A radical answer to that is to get rid of the implied UNIQUE constraint
associated with SERIAL, thus making the combinations "serial unique" and
"serial primary key" actually mean something.  I fear this won't fly :-(
but it might be worth proposing.  If we have to maintain backwards
compatibility, perhaps pg_dump could DROP the unique constraint just
after making the table, and re-create it (possibly as a primary key
rather than plain unique) when it makes indexes.

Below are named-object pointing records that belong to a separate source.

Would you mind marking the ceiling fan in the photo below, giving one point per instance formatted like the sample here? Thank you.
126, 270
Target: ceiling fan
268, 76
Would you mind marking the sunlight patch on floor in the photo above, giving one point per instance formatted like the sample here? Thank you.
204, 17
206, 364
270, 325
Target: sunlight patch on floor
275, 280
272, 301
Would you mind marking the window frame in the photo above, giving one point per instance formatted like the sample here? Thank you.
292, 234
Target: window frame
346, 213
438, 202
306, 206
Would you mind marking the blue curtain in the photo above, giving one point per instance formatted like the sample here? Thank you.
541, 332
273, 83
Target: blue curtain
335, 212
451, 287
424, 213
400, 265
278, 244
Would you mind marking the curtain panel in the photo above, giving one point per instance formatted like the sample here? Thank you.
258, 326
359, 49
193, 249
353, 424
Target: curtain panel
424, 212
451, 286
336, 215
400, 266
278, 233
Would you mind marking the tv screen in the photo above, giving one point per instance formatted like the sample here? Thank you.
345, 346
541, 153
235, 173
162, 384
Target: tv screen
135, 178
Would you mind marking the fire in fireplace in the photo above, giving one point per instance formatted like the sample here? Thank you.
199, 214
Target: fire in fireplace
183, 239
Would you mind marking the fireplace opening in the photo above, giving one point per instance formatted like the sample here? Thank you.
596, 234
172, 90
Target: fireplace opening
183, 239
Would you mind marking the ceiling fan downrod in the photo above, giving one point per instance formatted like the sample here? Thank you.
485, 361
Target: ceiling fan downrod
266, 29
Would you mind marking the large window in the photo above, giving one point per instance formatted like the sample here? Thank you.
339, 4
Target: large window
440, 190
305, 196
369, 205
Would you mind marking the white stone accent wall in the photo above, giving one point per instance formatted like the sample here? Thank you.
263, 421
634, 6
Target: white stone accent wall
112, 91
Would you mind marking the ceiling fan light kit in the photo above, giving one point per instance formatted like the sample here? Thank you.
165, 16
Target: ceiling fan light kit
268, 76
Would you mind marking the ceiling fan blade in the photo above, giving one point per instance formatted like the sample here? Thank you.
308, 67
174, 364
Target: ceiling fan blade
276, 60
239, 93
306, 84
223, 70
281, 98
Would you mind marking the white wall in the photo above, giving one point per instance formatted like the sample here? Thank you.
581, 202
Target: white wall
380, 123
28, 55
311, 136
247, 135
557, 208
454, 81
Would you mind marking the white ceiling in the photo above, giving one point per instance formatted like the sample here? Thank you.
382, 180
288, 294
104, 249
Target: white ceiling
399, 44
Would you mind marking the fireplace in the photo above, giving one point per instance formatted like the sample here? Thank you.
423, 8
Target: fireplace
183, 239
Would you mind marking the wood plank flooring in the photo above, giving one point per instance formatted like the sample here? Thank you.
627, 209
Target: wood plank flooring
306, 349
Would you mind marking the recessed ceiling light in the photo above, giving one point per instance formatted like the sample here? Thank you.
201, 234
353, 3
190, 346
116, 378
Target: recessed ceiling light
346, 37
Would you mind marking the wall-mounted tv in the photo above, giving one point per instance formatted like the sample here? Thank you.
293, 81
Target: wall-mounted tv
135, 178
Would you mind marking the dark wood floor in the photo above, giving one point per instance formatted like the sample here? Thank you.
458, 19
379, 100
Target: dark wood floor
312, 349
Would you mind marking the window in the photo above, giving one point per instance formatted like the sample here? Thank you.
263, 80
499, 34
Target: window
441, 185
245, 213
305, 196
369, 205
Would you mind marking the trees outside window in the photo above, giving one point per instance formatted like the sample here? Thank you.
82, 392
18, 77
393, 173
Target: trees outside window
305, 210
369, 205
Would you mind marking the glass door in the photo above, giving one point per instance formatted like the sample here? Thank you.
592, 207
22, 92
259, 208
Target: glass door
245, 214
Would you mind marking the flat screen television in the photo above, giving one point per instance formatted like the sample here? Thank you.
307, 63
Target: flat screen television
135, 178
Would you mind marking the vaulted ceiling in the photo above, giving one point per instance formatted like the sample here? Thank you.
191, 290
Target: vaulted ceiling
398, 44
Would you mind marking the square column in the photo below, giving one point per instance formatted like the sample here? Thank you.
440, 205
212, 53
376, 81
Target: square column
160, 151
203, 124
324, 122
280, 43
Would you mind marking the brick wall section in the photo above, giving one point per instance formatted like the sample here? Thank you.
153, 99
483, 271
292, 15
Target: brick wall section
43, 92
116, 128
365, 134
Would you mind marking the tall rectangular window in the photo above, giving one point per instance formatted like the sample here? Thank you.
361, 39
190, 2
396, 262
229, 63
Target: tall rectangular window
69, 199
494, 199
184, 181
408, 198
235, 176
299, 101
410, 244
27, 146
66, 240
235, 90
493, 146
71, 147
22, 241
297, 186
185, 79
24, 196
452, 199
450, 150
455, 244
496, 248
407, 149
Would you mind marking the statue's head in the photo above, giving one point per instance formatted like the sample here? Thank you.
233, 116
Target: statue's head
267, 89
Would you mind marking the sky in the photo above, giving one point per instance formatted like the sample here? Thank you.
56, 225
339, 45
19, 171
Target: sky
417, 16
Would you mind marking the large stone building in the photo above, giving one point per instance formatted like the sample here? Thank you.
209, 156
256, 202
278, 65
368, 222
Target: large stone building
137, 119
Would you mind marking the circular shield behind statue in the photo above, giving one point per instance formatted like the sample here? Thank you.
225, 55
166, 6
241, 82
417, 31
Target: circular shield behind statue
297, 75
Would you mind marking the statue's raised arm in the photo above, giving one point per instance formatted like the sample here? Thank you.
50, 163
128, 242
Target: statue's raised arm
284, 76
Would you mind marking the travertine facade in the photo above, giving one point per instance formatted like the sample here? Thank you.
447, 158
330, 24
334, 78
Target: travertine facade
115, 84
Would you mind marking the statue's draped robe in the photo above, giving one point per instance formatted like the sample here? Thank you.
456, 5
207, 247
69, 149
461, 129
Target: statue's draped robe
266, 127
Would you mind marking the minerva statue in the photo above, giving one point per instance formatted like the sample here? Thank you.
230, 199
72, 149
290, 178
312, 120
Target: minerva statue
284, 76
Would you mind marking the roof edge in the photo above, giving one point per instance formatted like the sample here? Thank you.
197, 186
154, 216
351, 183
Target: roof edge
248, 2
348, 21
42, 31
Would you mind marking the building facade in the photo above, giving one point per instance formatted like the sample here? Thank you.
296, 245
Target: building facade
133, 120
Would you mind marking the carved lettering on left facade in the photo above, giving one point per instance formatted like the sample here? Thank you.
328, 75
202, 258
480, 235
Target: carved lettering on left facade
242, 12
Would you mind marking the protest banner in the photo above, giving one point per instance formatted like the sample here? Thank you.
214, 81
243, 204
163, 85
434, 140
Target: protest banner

            regards, tom lane

Re: Dump serials as serial -- not a sequence

From
Rod Taylor
Date:
> The "serial primary key" hack in analyze.c does make that a bit ugly,
> but one simple answer is not to try to dump as a serial if there's a
> primary key on the column.



> A radical answer to that is to get rid of the implied UNIQUE constraint
> associated with SERIAL, thus making the combinations "serial unique" and
> "serial primary key" actually mean something.  I fear this won't fly :-(

My serials are almost always primary key's.  Wouldn't change anything in
that regard.

Docs suggest that UNIQUE and NOT NULL be applied to the column anyway.
http://www7.us.postgresql.org/users-lounge/docs/7.2/postgres/datatype.html#D

I'll see what others do.

> but it might be worth proposing.  If we have to maintain backwards
> compatibility, perhaps pg_dump could DROP the unique constraint just
> after making the table, and re-create it (possibly as a primary key
> rather than plain unique) when it makes indexes.

This seems really ugly, but would do the trick.